Panama Pacific upwelling fails for first time in decades, scientists warn of severe ecological impacts
A traditionally predictable seasonal rise of cold, nutrient-rich water did not materialize this year, reducing plankton blooms and raising concerns about fisheries and coral reefs
Scientists say a key seasonal ocean upwelling off the Pacific coast of Panama failed to materialize this year for the first time in more than 40 years of records, a disruption that researchers warn could have far-reaching consequences for marine ecosystems and the human communities that depend on them.
The Panama Pacific upwelling normally begins between December and April, peaking between January and April, when persistent northerly winds drive deep, cold, nutrient-rich water to the surface. That annual surge fuels massive phytoplankton blooms visible from space, supports roughly 95 percent of Panama's marine biomass on the Pacific side and underpins fisheries and related industries valued at nearly $200 million a year, researchers said. This year the cool-water surge was delayed and compressed: sea surface temperatures did not fall below 25°C (77°F) until March 4 — some 42 days later than typical starts — and the cool period lasted only 12 days, about 82 percent shorter than normal. The lowest recorded surface temperature this season was 23.3°C (73.9°F), far warmer than historical lows that have approached 14.9°C (58.8°F).
Researchers tracked the failure using satellite measurements of sea surface temperature and chlorophyll concentrations, which serve as indicators of phytoplankton abundance. The expected bloom of microscopic life was largely absent, a change that jeopardizes food sources for small fish and, by extension, larger predators and commercial fisheries. "Over 95 percent of Panama's marine biomass comes from the Pacific side thanks to upwelling," said Aaron O'Dea of the Smithsonian Tropical Research Institute. "Without upwelling, we'll likely see collapsed food webs, fisheries declines, and increased thermal stress on coral reefs that depend on this cooling."
Scientists investigating the event report a "dramatic reduction" in northerly winds, the primary driver of the upwelling. Although when northerly winds did occur they were as strong as in past years, their frequency and duration declined markedly. The team quantified a roughly 74 percent reduction in the number of northerly wind events and a corresponding shortening of wind episodes, which left insufficient force and persistence to generate the typical upward movement of deep water.
The absence of cold, nutrient-rich water has immediate and longer-term implications. Phytoplankton blooms that normally fertilize coastal waters — supporting reef fish, commercially important species and benthic communities — were diminished, according to satellite data. Coral reefs face heightened thermal stress when cooler waters do not arrive to moderate surface temperatures. Prolonged warmth can cause corals to expel their symbiotic algae (zooxanthellae), leading to bleaching and increased mortality.
Researchers cautioned that it is not yet clear whether this year's failure represents a one-off anomaly related to the current state of the El Niño–Southern Oscillation (ENSO) or a longer-term shift in wind and ocean patterns linked to climate change. ENSO cycles include La Niña phases, which alter wind and temperature patterns across the tropical Pacific; investigators noted that this year's conditions included La Niña influences that may have contributed to the reduced northerly winds. At the same time, the team said the possibility of a more permanent change in atmospheric circulation driven by global warming cannot be dismissed.

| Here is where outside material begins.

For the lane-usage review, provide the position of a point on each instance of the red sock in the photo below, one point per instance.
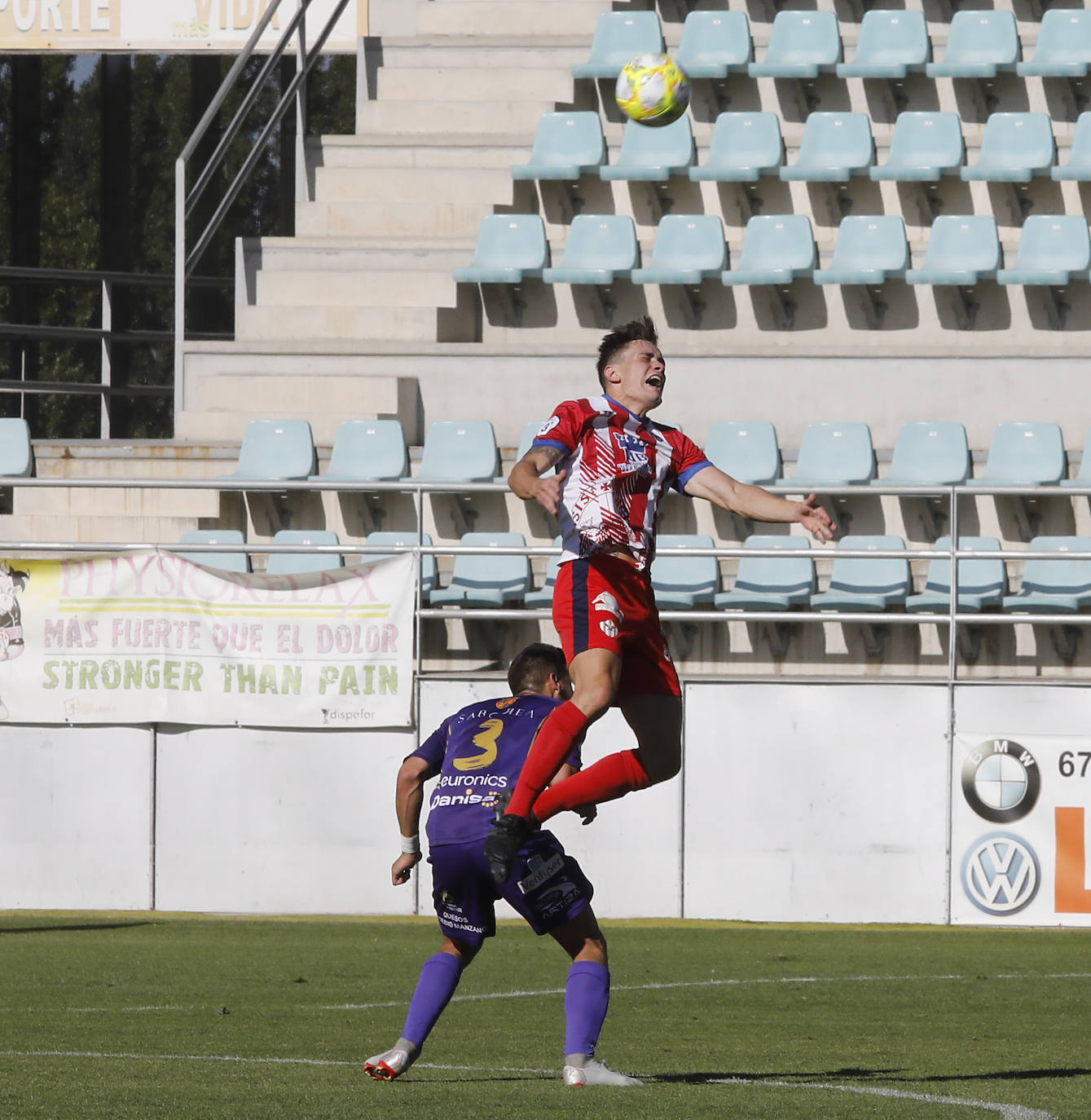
(609, 778)
(552, 745)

"This system has been as predictable as clockwork for at least 40 years of records — and likely much longer," O'Dea said. "Climate disruption can upend seemingly predictable processes that coastal communities have relied upon for millennia."
Historical records and paleoecological evidence suggest the upwelling has shaped coastal ecology and human adaptation in the region for thousands of years. The timing and intensity of the upwelling have been tracked in modern records by oceanographic buoys and satellites and inferred in longer-term studies by examining sediment cores and coral growth patterns.
If the Panama Pacific upwelling does not resume in subsequent seasons, scientists say the region could experience cascading ecological effects: reduced recruitment for fish stocks, altered species composition, declines in artisanal and industrial catches, and more frequent or severe coral bleaching events. Those outcomes would carry social and economic costs for coastal communities that rely on fisheries for food security and livelihoods.
Researchers called for expanded monitoring of wind patterns, sea surface temperatures and biological indicators, along with targeted field studies to measure impacts on fisheries, reef health and benthic communities. Better understanding of the interplay between ENSO variability and long-term climate trends will be necessary to determine whether this year's collapse of a previously reliable upwelling marks an extraordinary event or the onset of a new regime in tropical Pacific circulation.
The research team emphasized that restoring climate resilience for marine ecosystems and supporting communities will require integrating scientific monitoring with fisheries management and conservation measures. Scientists intend to publish detailed analyses of this year's observations and to compare them with longer-term records to refine projections of ecological and economic outcomes under varying climate scenarios.